Cotton Sian, Grossoehme Daniel, Rosenthal Susan L, McGrady Meghan E, Roberts Yvonne Humenay, Hines Janelle, Yi Michael S, Tsevat Joel
Department of Family Medicine, University of Cincinnati College of Medicine, Cincinnati, OH 45267-0840, USA.
J Pediatr Hematol Oncol. 2009 May;31(5):313-8. doi: 10.1097/MPH.0b013e31819e40e3.
Religious/spiritual (R/S) coping has been associated with health outcomes in chronically ill adults; however, little is known about how adolescents use R/S to cope with a chronic illness such as sickle cell disease (SCD). Using a mixed method approach (quantitative surveys and qualitative interviews), we examined R/S coping, spirituality, and health-related quality of life in 48 adolescents with SCD and 42 parents of adolescents with SCD. Adolescents reported high rates of religious attendance and belief in God, prayed often, and had high levels of spirituality (eg, finding meaning/peace in their lives and deriving comfort from faith). Thirty-five percent of adolescents reported praying once or more a day for symptom management. The most common positive R/S coping strategies used by adolescents were: "Asked forgiveness for my sins" (73% of surveys) and "Sought God's love and care" (73% of surveys). Most parents used R/S coping strategies to cope with their child's illness. R/S coping was not significantly associated with HRQOL (P=NS). R/S coping, particularly prayer, was relevant for adolescents with SCD and their parents. Future studies should assess adolescents' preferences for discussing R/S in the medical setting and whether R/S coping is related to HRQOL in larger samples.

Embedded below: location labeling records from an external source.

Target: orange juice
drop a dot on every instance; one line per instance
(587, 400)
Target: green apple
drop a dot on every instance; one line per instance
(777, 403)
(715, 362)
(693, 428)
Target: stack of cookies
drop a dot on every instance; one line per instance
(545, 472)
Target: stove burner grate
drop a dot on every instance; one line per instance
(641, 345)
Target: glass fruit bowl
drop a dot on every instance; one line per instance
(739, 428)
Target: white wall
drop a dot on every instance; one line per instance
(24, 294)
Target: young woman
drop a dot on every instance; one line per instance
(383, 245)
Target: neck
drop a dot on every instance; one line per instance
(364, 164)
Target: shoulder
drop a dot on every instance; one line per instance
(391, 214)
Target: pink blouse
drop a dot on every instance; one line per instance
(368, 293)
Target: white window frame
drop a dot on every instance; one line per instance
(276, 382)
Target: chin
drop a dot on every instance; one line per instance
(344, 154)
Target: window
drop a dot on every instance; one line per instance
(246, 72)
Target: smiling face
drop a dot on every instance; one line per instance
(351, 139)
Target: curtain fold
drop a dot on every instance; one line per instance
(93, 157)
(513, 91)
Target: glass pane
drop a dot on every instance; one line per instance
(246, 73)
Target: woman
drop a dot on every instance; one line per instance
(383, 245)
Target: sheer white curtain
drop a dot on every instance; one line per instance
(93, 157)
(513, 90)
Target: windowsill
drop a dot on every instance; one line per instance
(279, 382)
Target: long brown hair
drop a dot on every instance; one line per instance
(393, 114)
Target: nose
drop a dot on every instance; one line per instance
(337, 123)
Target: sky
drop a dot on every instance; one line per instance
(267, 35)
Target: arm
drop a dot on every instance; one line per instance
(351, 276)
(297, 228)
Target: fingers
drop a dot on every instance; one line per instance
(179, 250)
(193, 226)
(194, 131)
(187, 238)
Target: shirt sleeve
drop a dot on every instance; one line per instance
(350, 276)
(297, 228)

宗教/精神(R/S)应对方式已被证明与慢性病成年患者的健康状况相关;然而,对于青少年如何利用宗教/精神因素来应对诸如镰状细胞病(SCD)等慢性病,我们却知之甚少。我们采用混合方法(定量调查和定性访谈),对48名患有镰状细胞病的青少年及其42名家长进行了研究,以探讨宗教/精神应对方式、精神性及与健康相关的生活质量。青少年报告称宗教活动参与率高、相信上帝、经常祈祷且精神性水平高(例如,在生活中找到意义/安宁并从信仰中获得慰藉)。35%的青少年报告每天为症状管理祈祷一次或更多次。青少年最常用的积极宗教/精神应对策略是:“祈求宽恕我的罪过”(73%的调查对象)和“寻求上帝的爱与关怀”(73%的调查对象)。大多数家长使用宗教/精神应对策略来应对孩子的疾病。宗教/精神应对与健康相关生活质量(HRQOL)无显著关联(P = 无统计学意义)。宗教/精神应对,尤其是祈祷,对患有镰状细胞病的青少年及其家长而言具有重要意义。未来的研究应评估青少年在医疗环境中讨论宗教/精神问题的偏好,以及宗教/精神应对在更大样本中是否与健康相关生活质量有关。